Little Games

Royale Escape

I’ve had a fascination for the world of luxury trains for years before making Royale Escape. It’s a short Escape the Room type of game where you play as a luxury train attendant who must stop the train and aid your injured colleagues after the locomotive and Attendant Car explode and catch fire.

The player must find items and solve puzzles within the time limit in order to stop the train before it reaches a bend on the mountain that will derail the train at it’s speed.

This was the second game I’ve made in Unreal Engine, but the first of this genre and it came with it’s own set of challenges to overcome. There is also a lot that I am proud of!

1. The train cars are moving separately along a track

  • For this, I made a spline with an instanced train track mesh and set each train car along it. The train begins at one speed at the beginning of the game and then increases speed once the explosion is triggered.
  • This created the issue of the player clipping through collisions. Blocking volumes, CCD, making collision walls thicker, and other experiments didn’t seem to solve the issue and I think it’s because the spline is moving the train car at certain intervals that can jump “beyond” where the player is standing/walking – allowing them to clip through. I have yet to find a suitable work around, other than keeping the train speed slower – that solves most of the collision issues, but I’d like the train running at a breakneck speed.

2. There’s replayability

  • The game has two main endings – one where you stop the train and one where you don’t (haha)! I also added a side mission to bring aid to your injured colleagues, but this doesn’t affect the main outcomes.
  • The items are randomly generated at different locations each time you play. Since I expected that players might not accomplish stopping the train during their first go, I wanted to make sure they couldn’t speed through it on the following attempts. There were a couple of methods I used to do this – shout out to Noah Fischer who helped figure out one of the ways!

3. It has puzzles!

  • I never knew how hard it could be to come up with a concept for a puzzle. I poured over other puzzle games, escape room concepts, an escape room book (The Do-It-Yourself Escape Room Book by Paige Ellsworthlyman), lots of articles on how train braking works, and how train control panels look before coming up with my three main puzzles. The Simon Says puzzle is based off of a tutorial I found on YouTube by the Game Design Guy.
  • The Simon puzzle is randomly generated and has the capacity to increase in difficulty. I opted not to put in the increasing difficulty for the sake of keeping game scope small, but the player has to remember a succession of six button presses so it’s challenging enough.
  • Take a look at my Simon Puzzle on GitHub!

Ventured

This was my first game in Unreal Engine – it’s a hack and slash adventure where you play as a fae battling the bots that have infiltrated your land.

It features combat, pickups, ability systems, health systems, and a boss with special attacks. I mainly used Megascans and Paragon assets, but I made the terrain in Gaia. Here are some highlights of what I learned making this project.

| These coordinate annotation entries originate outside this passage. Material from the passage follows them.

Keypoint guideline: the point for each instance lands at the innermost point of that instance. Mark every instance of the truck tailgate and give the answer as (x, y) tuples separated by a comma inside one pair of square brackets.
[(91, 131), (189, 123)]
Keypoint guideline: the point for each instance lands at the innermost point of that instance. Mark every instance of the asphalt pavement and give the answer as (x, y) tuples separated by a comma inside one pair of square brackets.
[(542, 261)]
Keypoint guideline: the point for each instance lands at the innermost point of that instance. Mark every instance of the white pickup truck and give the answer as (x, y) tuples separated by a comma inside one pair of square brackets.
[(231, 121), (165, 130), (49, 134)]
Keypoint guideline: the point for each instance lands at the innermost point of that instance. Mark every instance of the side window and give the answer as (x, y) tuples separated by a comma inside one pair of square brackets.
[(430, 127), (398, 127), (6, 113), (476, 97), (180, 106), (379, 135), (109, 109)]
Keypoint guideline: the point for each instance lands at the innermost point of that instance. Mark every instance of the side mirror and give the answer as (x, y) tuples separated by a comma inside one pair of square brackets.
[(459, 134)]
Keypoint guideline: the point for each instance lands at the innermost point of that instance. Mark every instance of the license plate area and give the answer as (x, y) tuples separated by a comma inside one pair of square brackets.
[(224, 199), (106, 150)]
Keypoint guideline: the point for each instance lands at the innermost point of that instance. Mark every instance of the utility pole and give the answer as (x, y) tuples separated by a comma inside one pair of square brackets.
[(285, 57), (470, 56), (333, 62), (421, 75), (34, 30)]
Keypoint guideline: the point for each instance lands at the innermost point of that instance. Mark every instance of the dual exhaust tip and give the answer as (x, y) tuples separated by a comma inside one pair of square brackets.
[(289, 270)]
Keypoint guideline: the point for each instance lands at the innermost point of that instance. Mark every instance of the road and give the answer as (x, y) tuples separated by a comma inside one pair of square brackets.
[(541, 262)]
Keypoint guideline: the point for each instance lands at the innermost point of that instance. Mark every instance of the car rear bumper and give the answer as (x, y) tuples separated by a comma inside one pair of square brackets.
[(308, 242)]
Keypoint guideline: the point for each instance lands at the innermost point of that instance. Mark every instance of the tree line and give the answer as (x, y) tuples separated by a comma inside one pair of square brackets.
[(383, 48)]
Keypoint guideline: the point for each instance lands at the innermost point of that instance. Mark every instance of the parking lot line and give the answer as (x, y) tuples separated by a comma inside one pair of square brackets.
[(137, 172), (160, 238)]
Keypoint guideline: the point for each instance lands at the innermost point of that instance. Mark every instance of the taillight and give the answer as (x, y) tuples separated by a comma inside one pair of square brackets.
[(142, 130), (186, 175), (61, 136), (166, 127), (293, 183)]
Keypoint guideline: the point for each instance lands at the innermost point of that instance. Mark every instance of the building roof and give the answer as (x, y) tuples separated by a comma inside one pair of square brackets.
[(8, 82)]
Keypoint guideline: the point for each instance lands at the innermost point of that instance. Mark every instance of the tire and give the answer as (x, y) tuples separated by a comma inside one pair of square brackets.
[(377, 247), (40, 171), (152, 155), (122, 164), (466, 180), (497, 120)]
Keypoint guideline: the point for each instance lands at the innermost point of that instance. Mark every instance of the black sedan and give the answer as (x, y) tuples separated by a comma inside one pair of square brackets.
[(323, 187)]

1. Flying enemy patrols and player sensing

  • I created a BP where the flying enemy would patrol a ranged area and fly in that space until senses the player. I think in the future, I would like to utilize behavior trees more instead, but this was a good experience.

2. Pickups, abilities, and data tables

  • I used a data table for the pickup abilities so I could quickly edit (and increase or decrease) their values in BPs. Being able to edit a Google Sheet and have it update in UE was also a big plus.

3. Animation sharing, retargeting, and blueprints

  • While the project used assets from Paragon, I still needed to customize the characters’ animations and make them my own. This was my first time editing an Animation Blueprint and customizing an Anim Graph, retargeting animations to different skeletons, and sharing animations between different skeletons.